Rarement un président étranger aura, dans l’hexagone, suscité autant
de passions et concentré autant de critiques que Vladimir Poutine. La
raison en est simple : il incarne avec excès la figure de l’homme d’Etat
européen dont la modernité nous a privés.
Ce n’est qu’une anecdote mais elle est révélatrice.

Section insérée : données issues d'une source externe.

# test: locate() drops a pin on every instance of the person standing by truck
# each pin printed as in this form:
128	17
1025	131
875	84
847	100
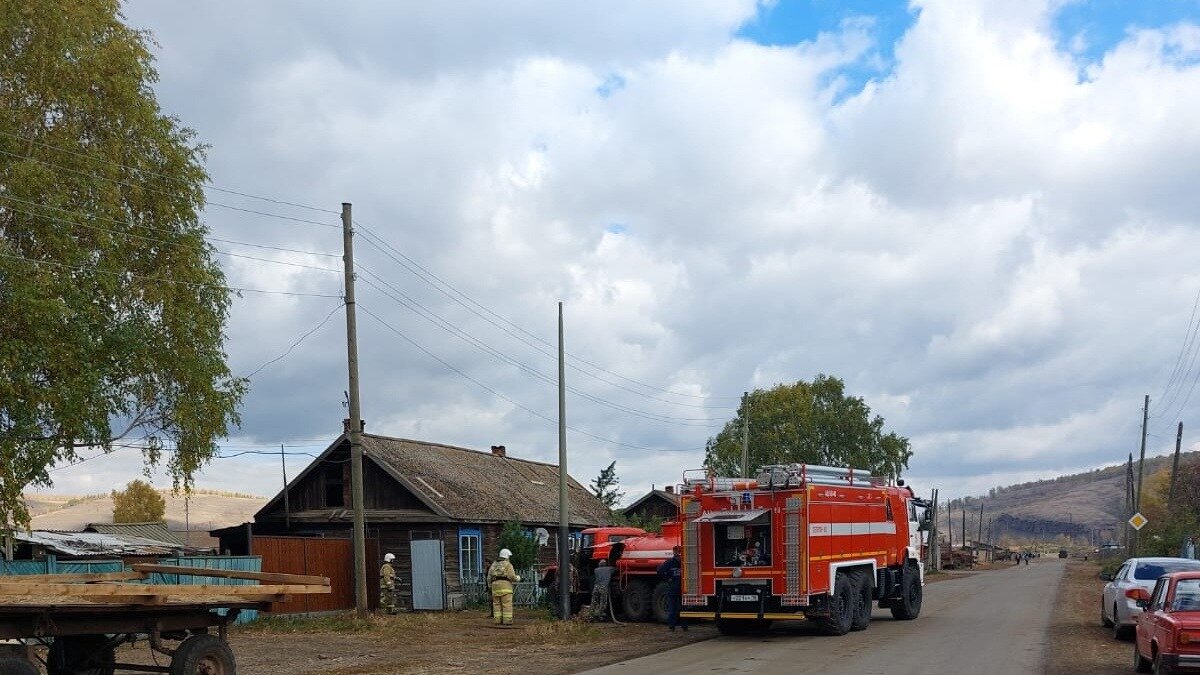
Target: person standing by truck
671	571
388	585
501	578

Rendu furieux par
les arguments des élus parisiens à l’occasion d’un débat sur
l’installation prochaine d’un camp de migrants, un de leurs électeurs
leur avait jeté : « La prochaine fois, je voterai Poutine ! »

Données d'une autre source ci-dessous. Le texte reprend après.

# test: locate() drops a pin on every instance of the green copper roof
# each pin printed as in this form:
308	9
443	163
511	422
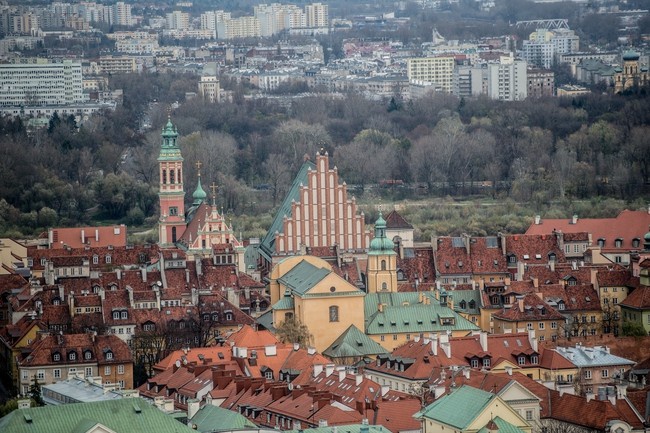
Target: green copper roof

L’assemblée, gauche et droite confondues, en était restée bouche bée.
Vladimir Poutine président ? La perspective est virtuelle, mais elle
n’est pas pour autant dénuée de signification, à six mois de l’élection
présidentielle. Au contraire. « Poutine participe à la campagne
électorale française, non parce qu’il finance tel ou tel parti, comme on
a pu le dire, mais tout simplement parce qu’il est au centre du débat
», explique l’écrivain et ancien diplomate Vladimir Fédorovski. Et si le
président russe occupe cette situation, ce n’est pas à cause de
l’épisode tragi-comique de sa visite reportée (lire notre encadré), de
la vente manquée des Mistral (lire page 22) ou des crises ukrainienne et
syrienne. Ces sujets, importants, sont insuffisants à expliquer
pourquoi Vladimir Poutine est regardé comme l’homme providentiel ou
comme un cauchemar.
Surtout comme un cauchemar, d’ailleurs. Pour la militante et
essayiste Caroline Fourest, le président russe est « un dirigeant
autoritaire et viril, mateur de Tchétchènes, d’homosexuels, de punks
féministes, de journalistes ». En juin 2014, une Femen avait détruit à
coups de pieu en bois la statue de cire du président russe au musée
Grévin. Un geste qui n’avait guère ému l’opinion. « Le peuple russe
mérite mieux que cet ancien KGBiste responsable de terribles crimes de
guerre », estime de son côté Bernard-Henri Lévy, qui voit en Poutine «
la honte de la Russie ». « Un drôle de coco », « un sale type », pour
l’ancien éditorialiste de RTL Jean-Michel Aphatie, le “maître du
Kremlin” est régulièrement moqué, caricaturé.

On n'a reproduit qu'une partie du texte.